Despite, however, the washy sun soaked colours that Gallagher uses, the seas she paints are not tranquil ones. Like fellow African-American artist Kara Walker and the Detroit techno outfit Drexciya, Gallagher's work has a retrofuturistic aesthetic that remains, at all times, political. Elliptically political for sure - but political all the same.
Watery Ecstatic (2021)
Inspired by three historical artworks about slavery (Peter Paul Rubens' 'The Miraculous Draught of Fishes', Gericault's 'The Raft of the Medusa', and Turner's 'Slave Ship'), Gallagher has worked up her own language of signs and signifiers to tell stories about the history of slavery and colonialism. A subject that, despite the BLM protests last year and the throwing of a statue of mass murderer Edward Colston into the harbour at Bristol, many Western societies are fearful of addressing.
That, I think, is because the scale of injustice is almost too horrific to contemplate. Some live in denial, some live in ignorance, and some, sadly, still cling on to the racist beliefs that allowed these crimes against humanity to happen. That is a textbook example of white privilege. You can be white and consider these crimes - but it's very easy not to. To be black is to be unable, without great difficulty, to ignore them.
Paradise Shift (2020)
Ecstatic Draught of Fishes (2021)
Ecstatic Draught of Fishes (2020)
Of course, a few paintings in a Mayfair gallery doesn't even begin to address this but small conversations grow into larger ones and the art world, as with the music and film world, has a role to play as surely as the worlds of politics and religion do in trying to understand what happened, why it happened and to make sure it can never happen again as well as realising that these events have affected how we, everyone, looks at race.
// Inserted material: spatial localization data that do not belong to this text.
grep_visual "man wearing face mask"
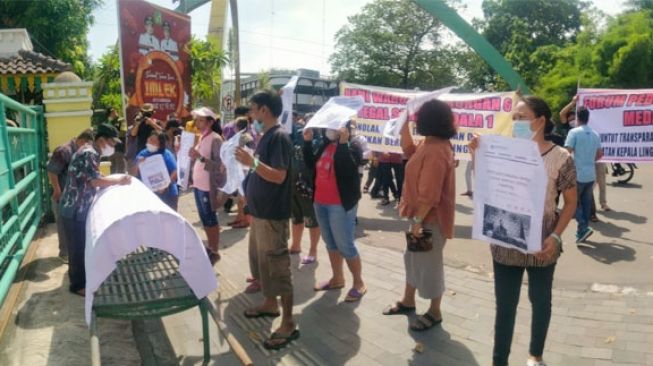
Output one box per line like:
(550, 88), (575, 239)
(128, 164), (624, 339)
(565, 106), (602, 244)
(58, 123), (132, 296)
(188, 107), (226, 264)
(235, 90), (298, 350)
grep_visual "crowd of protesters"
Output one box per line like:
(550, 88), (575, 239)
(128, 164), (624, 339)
(46, 85), (622, 364)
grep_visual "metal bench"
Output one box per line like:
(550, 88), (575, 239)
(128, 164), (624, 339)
(89, 246), (210, 365)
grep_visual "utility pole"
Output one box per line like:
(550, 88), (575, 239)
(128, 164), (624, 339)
(229, 0), (241, 106)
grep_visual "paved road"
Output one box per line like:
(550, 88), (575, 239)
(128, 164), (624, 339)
(361, 162), (653, 291)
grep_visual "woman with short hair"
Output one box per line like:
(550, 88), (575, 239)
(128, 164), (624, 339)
(382, 100), (457, 332)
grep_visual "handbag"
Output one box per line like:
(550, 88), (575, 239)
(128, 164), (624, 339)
(405, 229), (434, 252)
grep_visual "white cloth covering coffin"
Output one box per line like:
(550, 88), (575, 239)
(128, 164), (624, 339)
(84, 178), (217, 325)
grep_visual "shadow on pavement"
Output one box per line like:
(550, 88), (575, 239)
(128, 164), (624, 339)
(600, 209), (648, 224)
(577, 241), (636, 264)
(15, 257), (64, 284)
(289, 254), (318, 306)
(408, 326), (480, 366)
(590, 220), (630, 238)
(608, 182), (642, 189)
(455, 203), (473, 215)
(299, 290), (361, 365)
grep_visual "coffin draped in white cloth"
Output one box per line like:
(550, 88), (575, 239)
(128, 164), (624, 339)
(84, 178), (217, 325)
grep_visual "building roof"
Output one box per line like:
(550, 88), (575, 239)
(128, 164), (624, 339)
(0, 49), (71, 75)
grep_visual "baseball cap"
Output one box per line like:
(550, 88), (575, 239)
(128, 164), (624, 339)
(191, 107), (218, 120)
(96, 123), (121, 144)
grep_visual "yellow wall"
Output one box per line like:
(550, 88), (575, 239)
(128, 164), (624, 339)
(42, 81), (93, 152)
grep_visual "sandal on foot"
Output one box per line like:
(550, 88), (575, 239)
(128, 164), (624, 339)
(243, 309), (280, 319)
(246, 276), (256, 283)
(263, 329), (300, 350)
(245, 281), (261, 294)
(410, 312), (442, 331)
(382, 301), (416, 315)
(300, 255), (316, 265)
(314, 280), (345, 291)
(345, 287), (367, 302)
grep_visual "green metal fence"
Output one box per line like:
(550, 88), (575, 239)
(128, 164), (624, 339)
(0, 92), (47, 307)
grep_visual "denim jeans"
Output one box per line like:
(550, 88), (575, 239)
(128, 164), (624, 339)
(493, 261), (556, 366)
(576, 181), (594, 234)
(313, 203), (359, 259)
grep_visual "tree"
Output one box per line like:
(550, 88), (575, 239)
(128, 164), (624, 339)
(92, 45), (123, 115)
(465, 0), (586, 90)
(0, 0), (102, 78)
(534, 10), (653, 119)
(329, 0), (457, 90)
(185, 37), (229, 106)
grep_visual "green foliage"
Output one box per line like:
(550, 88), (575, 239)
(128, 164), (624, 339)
(185, 36), (229, 106)
(0, 0), (102, 79)
(535, 10), (653, 118)
(466, 0), (586, 90)
(92, 45), (123, 113)
(329, 0), (456, 90)
(257, 72), (271, 90)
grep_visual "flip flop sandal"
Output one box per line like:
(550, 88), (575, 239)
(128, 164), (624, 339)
(382, 301), (416, 315)
(300, 256), (316, 265)
(243, 309), (281, 319)
(344, 287), (367, 302)
(313, 280), (345, 291)
(410, 312), (442, 331)
(205, 248), (221, 264)
(263, 329), (300, 350)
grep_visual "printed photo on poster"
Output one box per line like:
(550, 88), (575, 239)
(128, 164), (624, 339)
(482, 204), (531, 251)
(118, 0), (192, 125)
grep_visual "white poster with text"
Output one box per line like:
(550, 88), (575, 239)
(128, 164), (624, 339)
(472, 135), (547, 253)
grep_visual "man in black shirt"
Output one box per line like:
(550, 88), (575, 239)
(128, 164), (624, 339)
(235, 90), (298, 350)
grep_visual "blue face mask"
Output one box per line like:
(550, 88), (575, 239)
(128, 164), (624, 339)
(512, 120), (533, 140)
(253, 120), (263, 133)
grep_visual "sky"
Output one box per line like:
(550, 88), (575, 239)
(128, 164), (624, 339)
(88, 0), (629, 77)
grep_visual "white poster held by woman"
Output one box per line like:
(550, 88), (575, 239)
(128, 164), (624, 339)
(472, 134), (547, 253)
(304, 96), (365, 131)
(139, 154), (171, 191)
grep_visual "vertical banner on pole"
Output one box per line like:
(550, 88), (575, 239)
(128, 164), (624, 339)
(118, 0), (192, 124)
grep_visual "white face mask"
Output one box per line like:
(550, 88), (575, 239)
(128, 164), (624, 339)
(512, 120), (533, 140)
(146, 143), (158, 153)
(325, 129), (338, 141)
(101, 144), (115, 157)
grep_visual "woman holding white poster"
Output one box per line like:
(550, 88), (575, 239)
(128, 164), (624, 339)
(470, 96), (577, 366)
(382, 100), (456, 332)
(131, 132), (179, 210)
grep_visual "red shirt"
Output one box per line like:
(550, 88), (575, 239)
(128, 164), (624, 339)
(314, 143), (341, 205)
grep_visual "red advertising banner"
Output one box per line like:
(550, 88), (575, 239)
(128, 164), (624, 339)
(118, 0), (191, 124)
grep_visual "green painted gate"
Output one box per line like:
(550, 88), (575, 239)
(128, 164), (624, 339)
(0, 93), (48, 307)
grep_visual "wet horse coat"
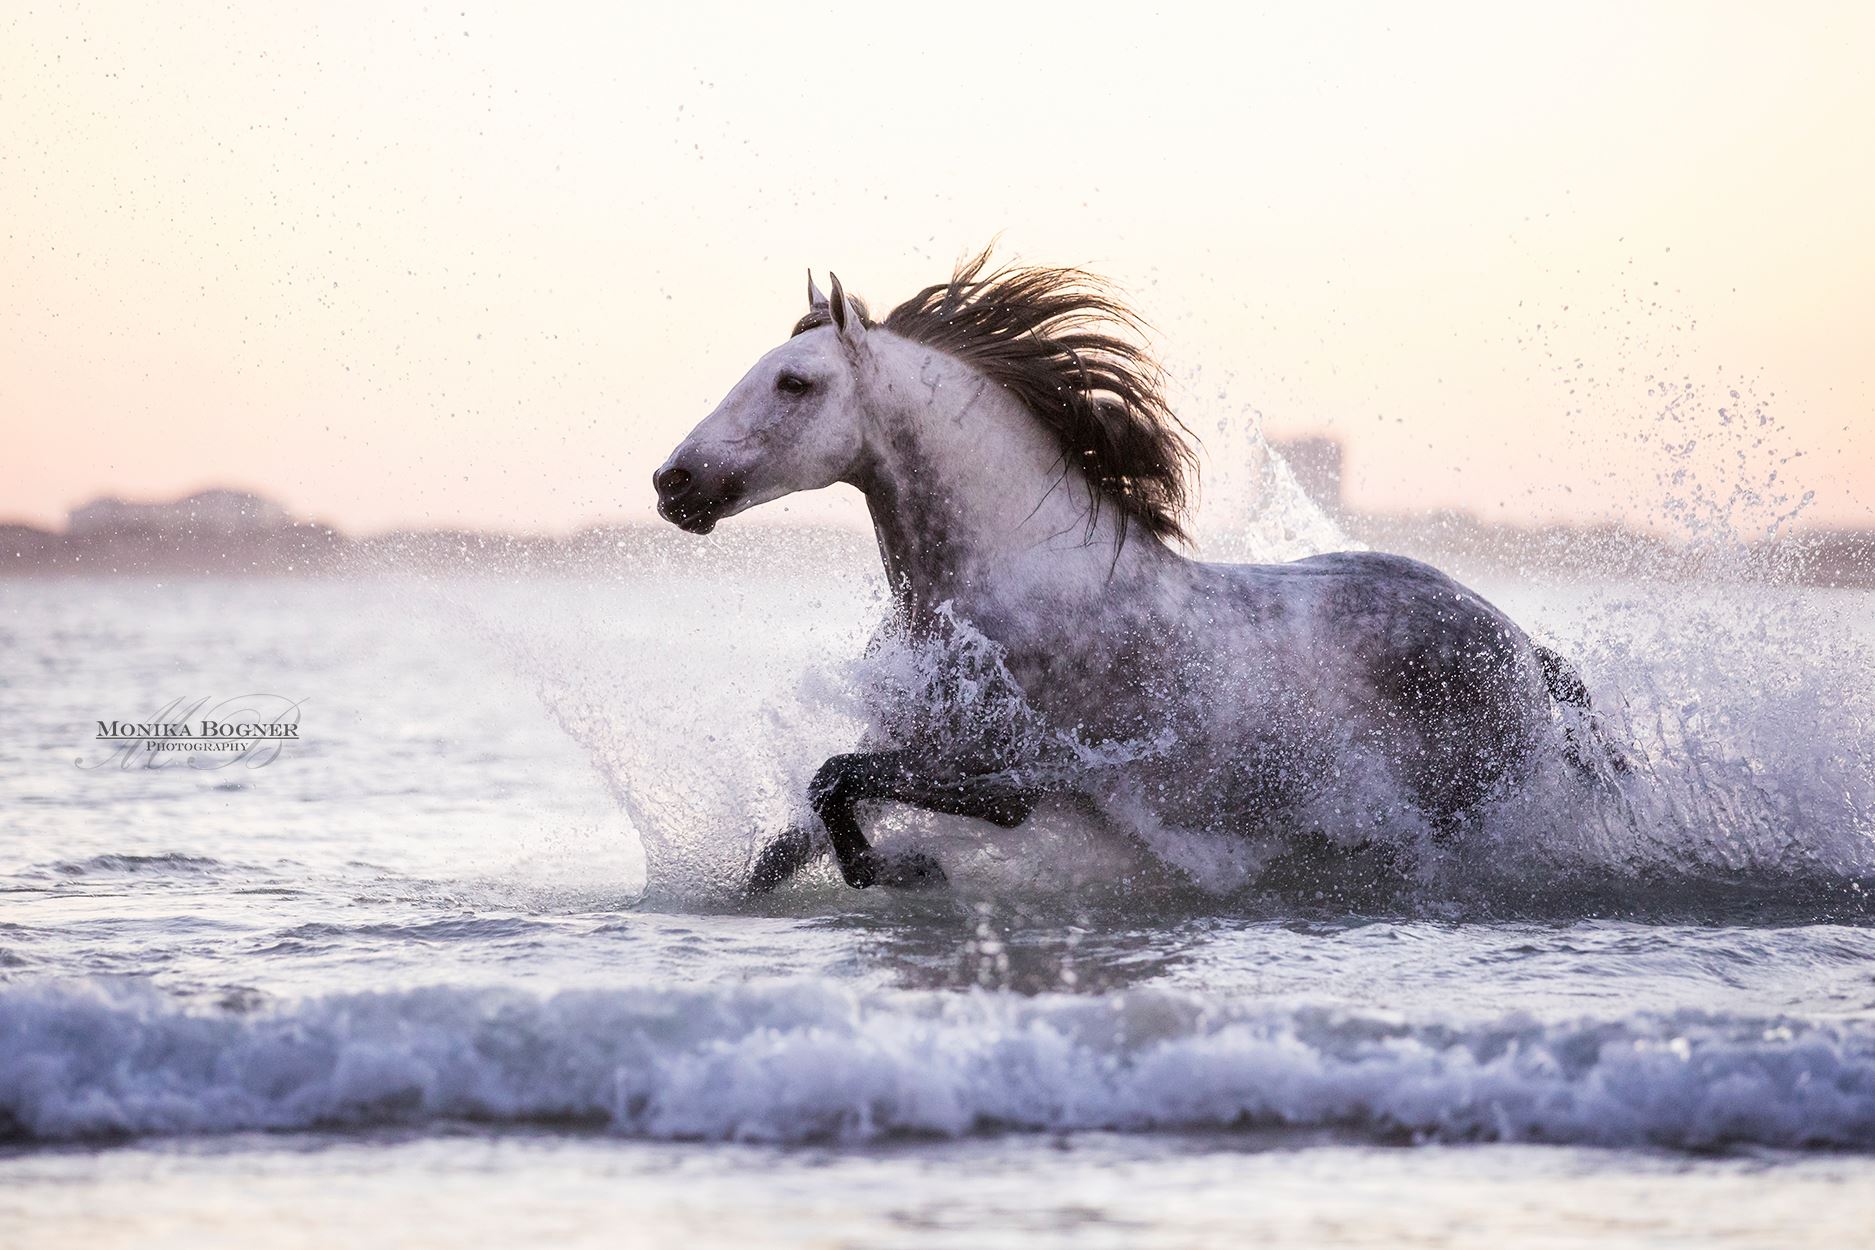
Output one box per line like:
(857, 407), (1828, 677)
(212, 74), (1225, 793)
(654, 253), (1597, 892)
To return to Drexciya. They proposed an alternative history, or future, set in a submarine realm populated by the unborn children of pregnant African women who had been thrown off slave ships during the centuries long Middle Passage slave trade. Surviving beneath the waves long enough to give birth, their offspring adapted gills and proliferated as unidentified floating objects (UFOs).
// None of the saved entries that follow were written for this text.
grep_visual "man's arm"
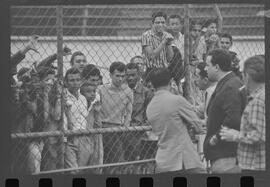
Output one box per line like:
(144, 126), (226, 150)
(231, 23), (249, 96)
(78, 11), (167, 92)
(220, 98), (265, 145)
(166, 44), (174, 62)
(178, 97), (204, 134)
(123, 90), (134, 127)
(142, 32), (174, 60)
(143, 88), (154, 122)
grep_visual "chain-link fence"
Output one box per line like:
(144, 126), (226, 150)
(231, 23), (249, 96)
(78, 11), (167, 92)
(10, 4), (265, 174)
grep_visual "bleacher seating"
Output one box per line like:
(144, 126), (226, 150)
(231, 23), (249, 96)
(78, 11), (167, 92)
(11, 4), (264, 37)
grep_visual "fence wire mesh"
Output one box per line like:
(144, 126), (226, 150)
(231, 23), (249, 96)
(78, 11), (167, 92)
(10, 4), (264, 174)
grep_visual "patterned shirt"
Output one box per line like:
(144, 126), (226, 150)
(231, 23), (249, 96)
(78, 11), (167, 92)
(237, 86), (265, 170)
(141, 29), (172, 68)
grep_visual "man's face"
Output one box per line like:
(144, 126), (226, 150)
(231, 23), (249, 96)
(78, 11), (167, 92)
(153, 16), (166, 34)
(205, 56), (218, 82)
(207, 23), (217, 35)
(220, 37), (232, 51)
(42, 74), (56, 86)
(86, 75), (100, 87)
(81, 85), (96, 102)
(191, 24), (202, 39)
(168, 18), (182, 34)
(66, 73), (81, 92)
(133, 57), (146, 75)
(194, 68), (209, 91)
(110, 70), (125, 88)
(126, 68), (139, 89)
(72, 55), (87, 73)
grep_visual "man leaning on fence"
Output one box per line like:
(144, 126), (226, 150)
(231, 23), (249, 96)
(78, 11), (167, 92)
(146, 68), (206, 173)
(125, 62), (154, 161)
(63, 68), (89, 173)
(97, 61), (133, 164)
(141, 11), (174, 74)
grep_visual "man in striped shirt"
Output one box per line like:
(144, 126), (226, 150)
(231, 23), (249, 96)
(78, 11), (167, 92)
(141, 11), (174, 72)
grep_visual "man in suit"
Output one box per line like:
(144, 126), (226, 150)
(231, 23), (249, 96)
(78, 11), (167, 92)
(146, 68), (205, 173)
(203, 49), (245, 173)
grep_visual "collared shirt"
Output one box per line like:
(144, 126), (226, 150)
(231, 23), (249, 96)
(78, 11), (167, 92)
(63, 89), (88, 131)
(172, 32), (185, 57)
(131, 82), (153, 125)
(141, 29), (172, 68)
(98, 83), (133, 126)
(204, 83), (217, 118)
(237, 86), (265, 170)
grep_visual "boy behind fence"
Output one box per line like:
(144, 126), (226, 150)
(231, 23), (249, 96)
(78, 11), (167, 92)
(80, 81), (103, 173)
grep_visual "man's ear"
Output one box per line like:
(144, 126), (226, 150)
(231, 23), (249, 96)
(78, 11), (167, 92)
(215, 64), (220, 72)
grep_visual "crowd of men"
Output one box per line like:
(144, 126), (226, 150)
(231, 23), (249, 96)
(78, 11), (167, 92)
(10, 11), (265, 174)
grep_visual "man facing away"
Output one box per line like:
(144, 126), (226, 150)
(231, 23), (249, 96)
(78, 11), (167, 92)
(220, 55), (265, 173)
(97, 61), (133, 164)
(146, 68), (206, 173)
(203, 49), (246, 173)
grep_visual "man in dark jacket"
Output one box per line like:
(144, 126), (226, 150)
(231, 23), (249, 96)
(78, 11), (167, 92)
(203, 49), (246, 173)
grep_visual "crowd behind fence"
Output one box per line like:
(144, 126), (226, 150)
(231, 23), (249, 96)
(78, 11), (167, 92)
(10, 4), (264, 174)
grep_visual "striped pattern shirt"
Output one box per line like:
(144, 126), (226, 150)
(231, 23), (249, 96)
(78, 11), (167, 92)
(141, 29), (170, 68)
(237, 86), (265, 170)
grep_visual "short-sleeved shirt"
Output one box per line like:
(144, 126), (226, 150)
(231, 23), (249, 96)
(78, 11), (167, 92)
(141, 29), (171, 69)
(63, 89), (88, 131)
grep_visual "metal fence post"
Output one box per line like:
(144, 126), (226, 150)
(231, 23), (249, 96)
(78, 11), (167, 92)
(183, 4), (192, 104)
(56, 5), (64, 170)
It's a science fiction that, like all the best science fiction, is inspired by real life events. Gallagher's personal cosmology is full of floating sperms, proud African warrior princess heads, and unknowable deep sea creatures. She tries to make a dream out of a nightmare. That is the privilege of the artist and it is to the betterment of all of us that artists are able to ponder dark thoughts in ways that enlighten us.
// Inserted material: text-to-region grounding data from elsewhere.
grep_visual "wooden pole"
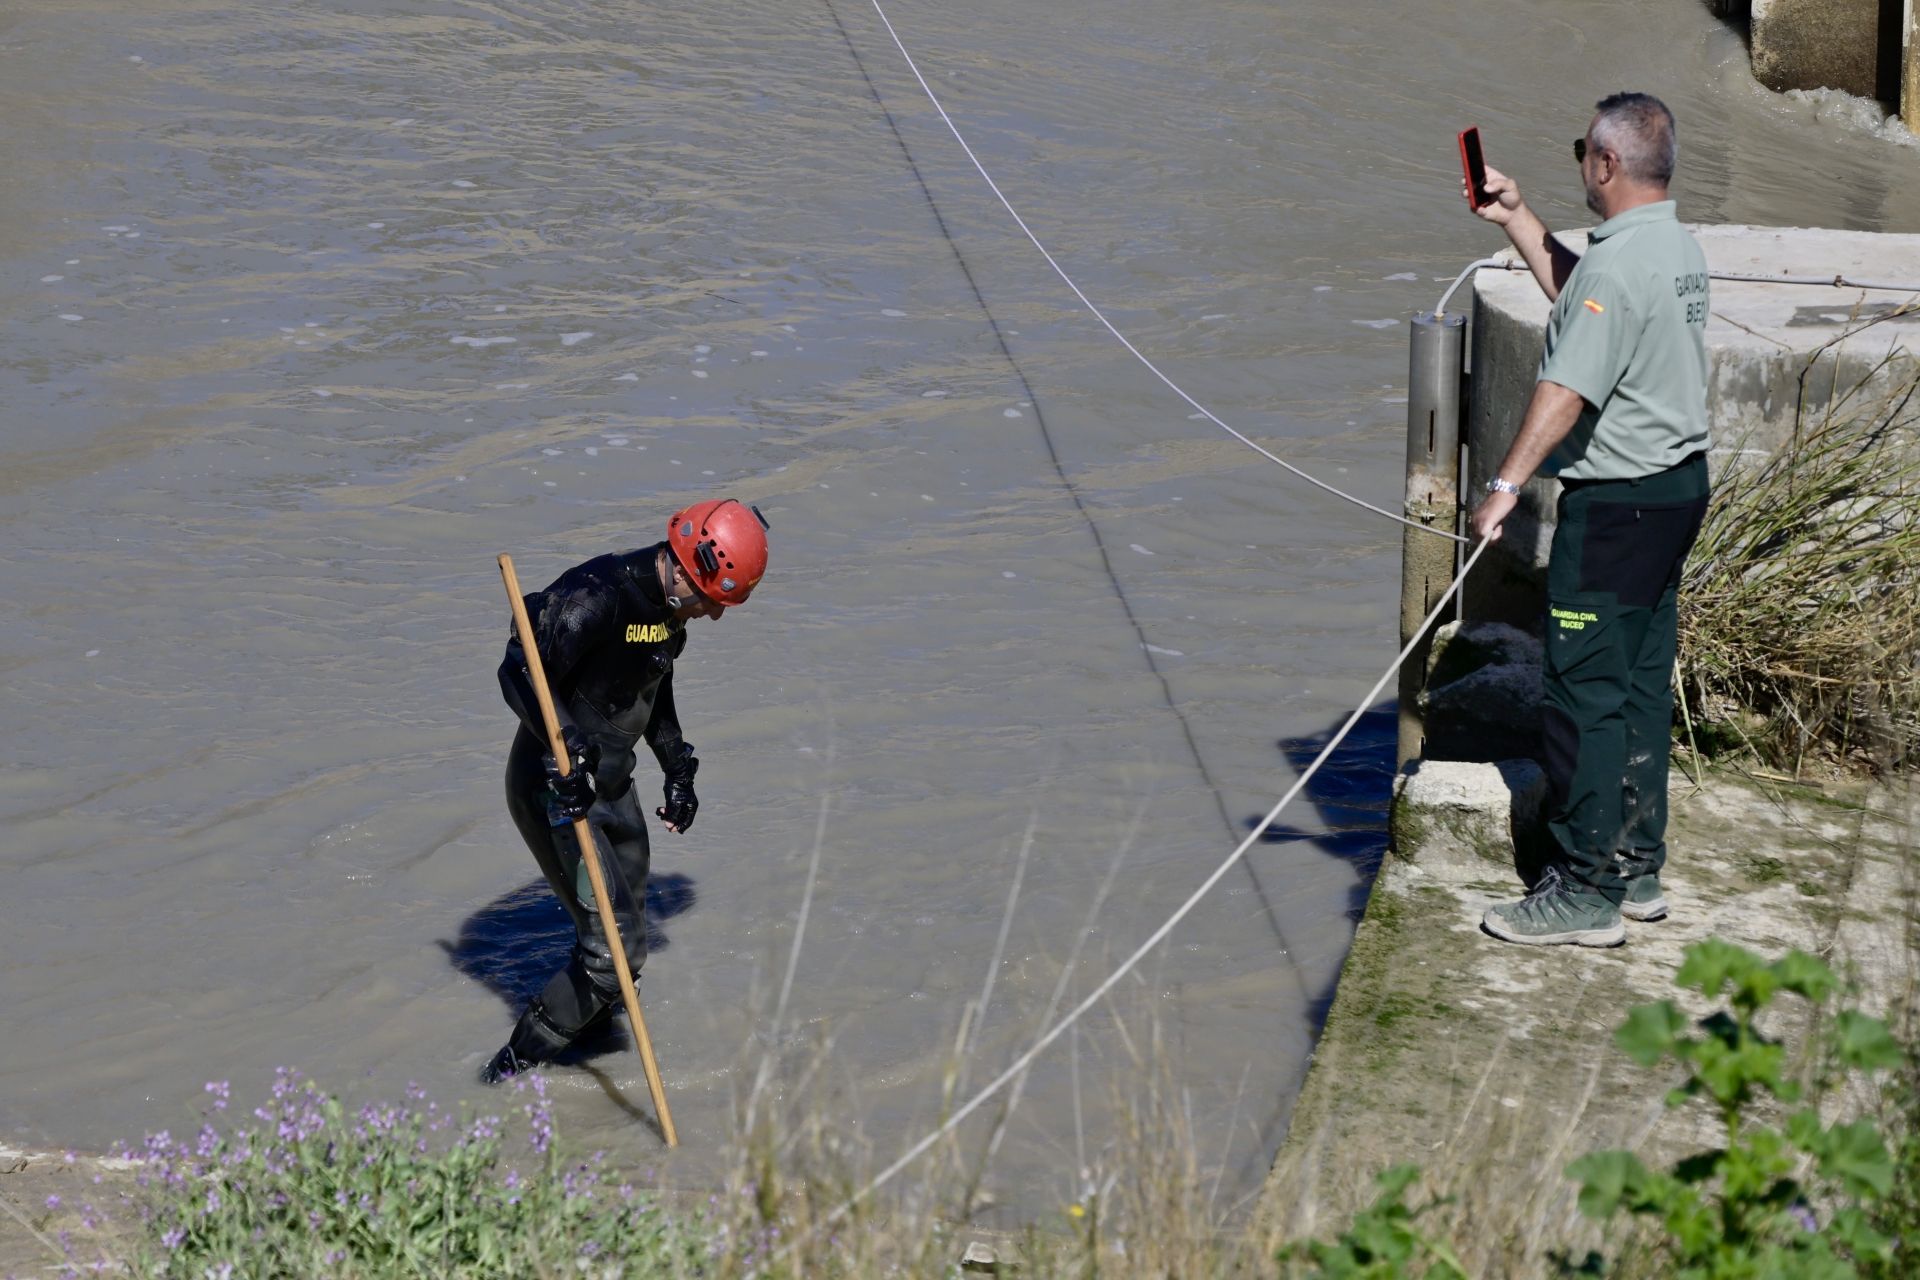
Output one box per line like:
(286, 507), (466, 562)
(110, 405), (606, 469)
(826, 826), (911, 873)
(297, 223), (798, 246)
(497, 553), (679, 1147)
When I visited Ellen Gallagher's small exhibition at Tate Modern back in 2019 the message behind her work only really sunk in when I began to write about it afterwards. That left me hoping for a larger show, perhaps a full career retrospective, in one of London's larger galleries (the RA or the Hayward would do nicely). Ecstatic Draught of Fishes, which was even smaller than the Tate show, was not that exhibition but it did, prismatically and gradually, reveal another side to Gallagher's work. To view an object through water is to see it slightly obscured. The same is true of history, not least the history of colonialism. So perhaps it is highly appropriate that Ellen Gallagher's art also has this effect.